Em certo sentido, a presença de José Morbeck facilitou não somente a exploração do diamante, mas também a implantação de fazendas, uma vez que esse coronel era o representante estadual para a colonização e distribuição de terras e exercia um poder quase que discricionário sobre a produção do mineral. Dessa forma, os fazendeiros vindos de Goiás e também os mato-grossenses, provenientes do sul da região Garças e Araguaia, iniciaram a implantação de fazendas na zona de influência dos Rios São Lourenço, Garças e Araguaia, ao mesmo tempo em que se intensificaram, por causa da exploração do diamante, as migrações para o território. Porém, assim como existia, em especial no sul de Mato Grosso, uma demanda secessionista, desde 1914, com o crescimento da autoridade de José Morbeck,

também foram sendo consolidadas as bases para a criação na região de um possível território garimpeiro governado por coronéis.
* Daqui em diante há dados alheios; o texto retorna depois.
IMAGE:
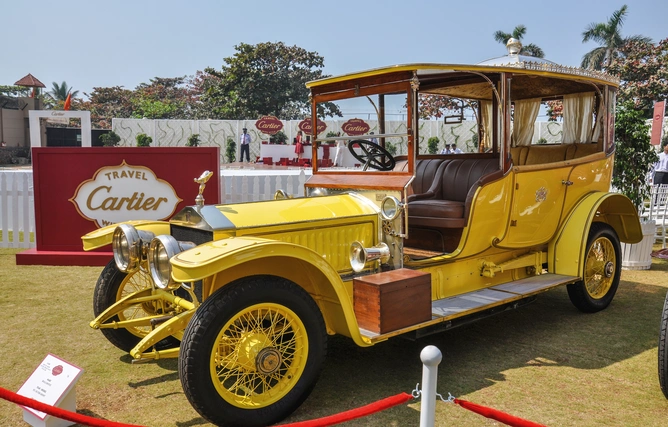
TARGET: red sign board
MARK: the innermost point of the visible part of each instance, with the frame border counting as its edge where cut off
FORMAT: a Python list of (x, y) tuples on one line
[(657, 122), (79, 189), (269, 125), (306, 126), (354, 127)]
Foi a partir desse contexto de disputa pelo território que culminou no conflito armado que colocou frente a frente os coronéis e o Estado de Mato Grosso do que se tornou possível o surgimento de Poxoréu, como será visto nos próximos capítulos. No entanto não se pode falar sobre o povoamento de toda a região sem se levar em consideração os atores e as razões que contribuíram para tornar o território objeto de disputa entre o governo mato-grossense e os coronéis. Aparentemente, o que se processou no Garças e Araguaia, em geral, e, ulteriormente, em Poxoréu, em particular foi uma organização de mecanismos de controle não somente da produção do diamante, mas também das ações dos garimpeiros. Isso possibilitou, posteriormente, a algumas das localidades que ganharam autonomia administrativa, a criação de vínculos estreitos entre algumas famílias que foram usados para se estabelecerem no poder municipal, como foi o caso das famílias Ribeiro Vilela e Rocha, em Poxoréu, o que ficará mais claro a partir da excursão sobre a história da região a ser feita nos próximos capítulos.